When uncertainty sent stocks stumbling in March, Kyle said, many individuals faced the sell-off with investment plans featuring a mix of equities for growth and bonds for stability.
“The role that that plan plays ultimately is to say here’s what happens when we’re not confident in what’s going to happen next,” Kyle said. “It doesn’t mean we don’t have some ideas about where we think it’s headed. It doesn’t mean that long term we don’t have some expectation of what we’d like to accomplish. But we’ve also got to figure out how do we navigate the next three months, six months, a year. And that’s where the bonds come in. It’s where the safer piece of the portfolio comes in. It’s where diversification plays such a critical role. And it’s why having that plan really is the key.”
Humility
Having a plan is an exercise in humility. It acknowledges that no one knows for sure what the future brings.
“Being humble doesn’t mean not taking action,” Kyle said. “It doesn’t mean just accepting everything that gets thrown our way and never doing anything different. It does, however, mean that we have to be cognizant of what we don’t know. And sometimes there are things we don’t know we don’t know.”
Staying open to uncertainty – and being ready to discover opportunity in it – runs counter to human nature and popular culture, according to Jackson. But there are ways of becoming more attuned to unpredictability. She says simply varying your personal routines – to make your daily life less unsurprising – can help you get more comfortable with uncertainty.
Also, researchers Jackson interviewed have found that the internet and smartphones (certainty-seeking devices, she calls them) are making us less tolerant of the unknown. We’re more apt to panic when things don’t happen as we expect rather than taking a moment to study the situation and wondering why and imagining what to do.
Knowledge updates
“Our uneasy sense of not knowing triggers a host of beneficial neural changes, including heightened attention, bolstered working memory and sensitivity to new information,” Jackson wrote in The New York Times. “The brain is preparing to update our knowledge of the world.”
And lately, our brains have craved such updates.
“We are very much in that environment,” Kyle said, noting the back-and-forth on U.S. trade policies, federal government cuts and other political changes that have left private economists, market analysts and central bankers scratching their heads over the consequences.
“Clearly, we’ve seen some opportunity in some of that change,” Kyle continued, “and we’ve seen risk in other areas.
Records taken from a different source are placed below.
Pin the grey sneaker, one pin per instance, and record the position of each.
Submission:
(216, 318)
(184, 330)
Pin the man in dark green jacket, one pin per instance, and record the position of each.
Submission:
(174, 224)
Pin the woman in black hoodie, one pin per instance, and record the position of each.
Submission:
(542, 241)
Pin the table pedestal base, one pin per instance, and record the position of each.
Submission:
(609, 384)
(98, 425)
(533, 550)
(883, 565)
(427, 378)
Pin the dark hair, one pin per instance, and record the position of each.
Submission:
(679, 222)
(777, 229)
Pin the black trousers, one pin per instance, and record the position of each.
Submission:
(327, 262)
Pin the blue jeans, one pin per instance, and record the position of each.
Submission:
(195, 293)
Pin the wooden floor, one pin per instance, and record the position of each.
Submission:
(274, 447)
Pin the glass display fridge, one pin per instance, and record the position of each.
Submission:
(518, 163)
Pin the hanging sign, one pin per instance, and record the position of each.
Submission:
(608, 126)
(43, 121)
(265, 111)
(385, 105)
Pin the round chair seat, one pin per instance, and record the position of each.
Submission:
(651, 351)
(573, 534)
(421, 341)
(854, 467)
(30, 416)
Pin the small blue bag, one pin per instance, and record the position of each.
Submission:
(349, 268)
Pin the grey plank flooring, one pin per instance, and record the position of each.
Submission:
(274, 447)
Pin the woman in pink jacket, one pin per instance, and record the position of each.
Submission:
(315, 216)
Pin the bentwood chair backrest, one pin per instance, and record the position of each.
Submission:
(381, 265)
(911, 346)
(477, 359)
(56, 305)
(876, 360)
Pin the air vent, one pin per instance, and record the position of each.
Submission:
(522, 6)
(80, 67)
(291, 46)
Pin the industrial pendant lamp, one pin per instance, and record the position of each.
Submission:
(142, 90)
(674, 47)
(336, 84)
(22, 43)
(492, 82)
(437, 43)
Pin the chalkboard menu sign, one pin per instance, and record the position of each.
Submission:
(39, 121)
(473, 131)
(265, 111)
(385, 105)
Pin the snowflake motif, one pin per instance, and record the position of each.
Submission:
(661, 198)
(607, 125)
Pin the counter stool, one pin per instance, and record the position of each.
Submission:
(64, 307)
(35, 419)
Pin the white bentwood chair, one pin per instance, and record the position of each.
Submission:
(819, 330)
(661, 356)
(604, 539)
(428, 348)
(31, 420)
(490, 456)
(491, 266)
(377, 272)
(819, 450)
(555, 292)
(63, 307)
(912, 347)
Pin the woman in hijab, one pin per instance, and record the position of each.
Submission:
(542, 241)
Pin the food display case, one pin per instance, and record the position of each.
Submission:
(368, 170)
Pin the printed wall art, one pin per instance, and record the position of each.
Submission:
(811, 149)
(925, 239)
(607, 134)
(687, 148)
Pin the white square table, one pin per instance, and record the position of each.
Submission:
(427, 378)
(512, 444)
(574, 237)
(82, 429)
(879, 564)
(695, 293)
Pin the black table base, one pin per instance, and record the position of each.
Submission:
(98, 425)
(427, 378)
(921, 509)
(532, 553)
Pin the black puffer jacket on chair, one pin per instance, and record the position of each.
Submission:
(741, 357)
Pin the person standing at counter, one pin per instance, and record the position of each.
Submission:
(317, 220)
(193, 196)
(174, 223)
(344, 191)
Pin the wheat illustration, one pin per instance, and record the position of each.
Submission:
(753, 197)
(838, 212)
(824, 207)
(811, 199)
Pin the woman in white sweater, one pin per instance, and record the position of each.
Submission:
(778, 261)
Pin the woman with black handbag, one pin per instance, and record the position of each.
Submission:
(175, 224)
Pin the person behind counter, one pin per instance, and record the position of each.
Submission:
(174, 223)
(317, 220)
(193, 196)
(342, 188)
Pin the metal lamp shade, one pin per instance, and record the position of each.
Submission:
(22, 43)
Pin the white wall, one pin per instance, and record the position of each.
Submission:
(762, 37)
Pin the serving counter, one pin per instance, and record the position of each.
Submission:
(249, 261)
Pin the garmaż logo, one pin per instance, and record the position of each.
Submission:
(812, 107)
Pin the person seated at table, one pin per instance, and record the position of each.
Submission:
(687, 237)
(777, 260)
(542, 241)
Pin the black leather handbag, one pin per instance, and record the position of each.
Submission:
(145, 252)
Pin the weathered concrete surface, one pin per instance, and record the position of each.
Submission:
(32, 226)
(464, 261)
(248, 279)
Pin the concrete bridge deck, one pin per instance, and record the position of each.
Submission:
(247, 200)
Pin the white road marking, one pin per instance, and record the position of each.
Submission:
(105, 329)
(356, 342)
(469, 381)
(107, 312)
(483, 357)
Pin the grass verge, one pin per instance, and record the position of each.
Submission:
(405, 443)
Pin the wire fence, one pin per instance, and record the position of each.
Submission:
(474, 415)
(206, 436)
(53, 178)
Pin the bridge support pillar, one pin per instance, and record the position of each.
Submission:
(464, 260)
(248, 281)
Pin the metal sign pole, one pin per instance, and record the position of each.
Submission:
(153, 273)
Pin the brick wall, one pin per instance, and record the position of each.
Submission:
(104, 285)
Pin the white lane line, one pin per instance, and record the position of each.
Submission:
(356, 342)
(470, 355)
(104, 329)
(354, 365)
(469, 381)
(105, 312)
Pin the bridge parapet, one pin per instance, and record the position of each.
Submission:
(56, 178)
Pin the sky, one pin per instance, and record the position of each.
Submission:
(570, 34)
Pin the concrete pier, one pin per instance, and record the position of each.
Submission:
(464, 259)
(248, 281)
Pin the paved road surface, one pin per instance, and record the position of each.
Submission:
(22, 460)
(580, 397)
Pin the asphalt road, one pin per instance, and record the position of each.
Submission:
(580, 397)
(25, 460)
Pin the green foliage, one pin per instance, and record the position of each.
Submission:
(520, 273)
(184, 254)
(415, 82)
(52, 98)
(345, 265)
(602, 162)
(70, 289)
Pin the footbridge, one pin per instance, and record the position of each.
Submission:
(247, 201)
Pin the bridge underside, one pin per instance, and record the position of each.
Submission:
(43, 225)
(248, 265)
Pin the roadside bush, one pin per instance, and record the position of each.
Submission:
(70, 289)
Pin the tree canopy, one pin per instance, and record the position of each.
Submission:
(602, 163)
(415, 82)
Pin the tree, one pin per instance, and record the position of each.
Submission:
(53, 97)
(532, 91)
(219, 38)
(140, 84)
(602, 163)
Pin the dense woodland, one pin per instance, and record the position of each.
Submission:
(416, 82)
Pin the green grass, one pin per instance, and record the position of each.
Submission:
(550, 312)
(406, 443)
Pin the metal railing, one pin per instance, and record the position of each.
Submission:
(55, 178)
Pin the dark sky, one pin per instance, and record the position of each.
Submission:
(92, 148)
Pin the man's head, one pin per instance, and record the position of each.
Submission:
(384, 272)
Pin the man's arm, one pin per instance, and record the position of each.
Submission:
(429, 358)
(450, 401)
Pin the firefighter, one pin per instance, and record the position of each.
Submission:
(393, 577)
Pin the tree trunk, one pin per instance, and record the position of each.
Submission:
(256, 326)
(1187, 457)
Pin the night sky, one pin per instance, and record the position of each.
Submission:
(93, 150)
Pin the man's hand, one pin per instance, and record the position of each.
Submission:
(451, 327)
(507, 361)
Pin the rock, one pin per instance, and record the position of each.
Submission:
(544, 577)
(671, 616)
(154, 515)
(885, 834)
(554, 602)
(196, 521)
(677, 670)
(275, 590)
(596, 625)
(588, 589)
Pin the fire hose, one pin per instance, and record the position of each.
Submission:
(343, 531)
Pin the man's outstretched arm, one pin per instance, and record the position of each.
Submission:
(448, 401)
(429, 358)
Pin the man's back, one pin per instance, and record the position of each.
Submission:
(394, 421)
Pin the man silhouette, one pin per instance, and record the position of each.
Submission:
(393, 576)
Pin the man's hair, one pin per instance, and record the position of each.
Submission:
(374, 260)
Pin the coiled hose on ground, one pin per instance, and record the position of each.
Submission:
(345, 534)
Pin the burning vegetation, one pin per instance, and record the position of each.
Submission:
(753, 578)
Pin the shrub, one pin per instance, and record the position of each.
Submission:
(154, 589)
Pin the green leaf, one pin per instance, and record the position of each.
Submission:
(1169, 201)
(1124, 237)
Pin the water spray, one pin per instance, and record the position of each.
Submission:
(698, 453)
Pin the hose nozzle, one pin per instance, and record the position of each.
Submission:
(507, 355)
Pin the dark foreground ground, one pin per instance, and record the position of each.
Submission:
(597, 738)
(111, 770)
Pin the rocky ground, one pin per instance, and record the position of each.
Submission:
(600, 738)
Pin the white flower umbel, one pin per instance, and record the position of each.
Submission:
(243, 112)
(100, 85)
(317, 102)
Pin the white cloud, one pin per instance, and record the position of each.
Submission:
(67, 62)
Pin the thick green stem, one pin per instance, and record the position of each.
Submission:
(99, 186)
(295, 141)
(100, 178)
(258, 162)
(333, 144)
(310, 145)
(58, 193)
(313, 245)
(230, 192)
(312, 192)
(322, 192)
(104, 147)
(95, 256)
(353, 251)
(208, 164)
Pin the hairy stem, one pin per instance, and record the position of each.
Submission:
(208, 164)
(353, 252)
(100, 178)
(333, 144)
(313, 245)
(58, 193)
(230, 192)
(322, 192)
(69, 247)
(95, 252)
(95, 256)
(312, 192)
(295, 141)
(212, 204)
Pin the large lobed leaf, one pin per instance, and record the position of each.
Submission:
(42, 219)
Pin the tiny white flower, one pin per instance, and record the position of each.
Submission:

That does mean we’re going to have to be nimble. It means we’re going to have to make changes over time reflecting areas of opportunity and risk. But it also means that maybe the first thing to do isn’t just to dive in heads first.”
In other words, investors shouldn’t be stunned by market disruptions but let their plans allow them to take a breath, touch base with their advisor and get used to uncertainty.
“There’s more uncertainty to come,” Kyle said, “as there always is.”
Joel Dresang is vice president-communications at Landaas & Company, LLC.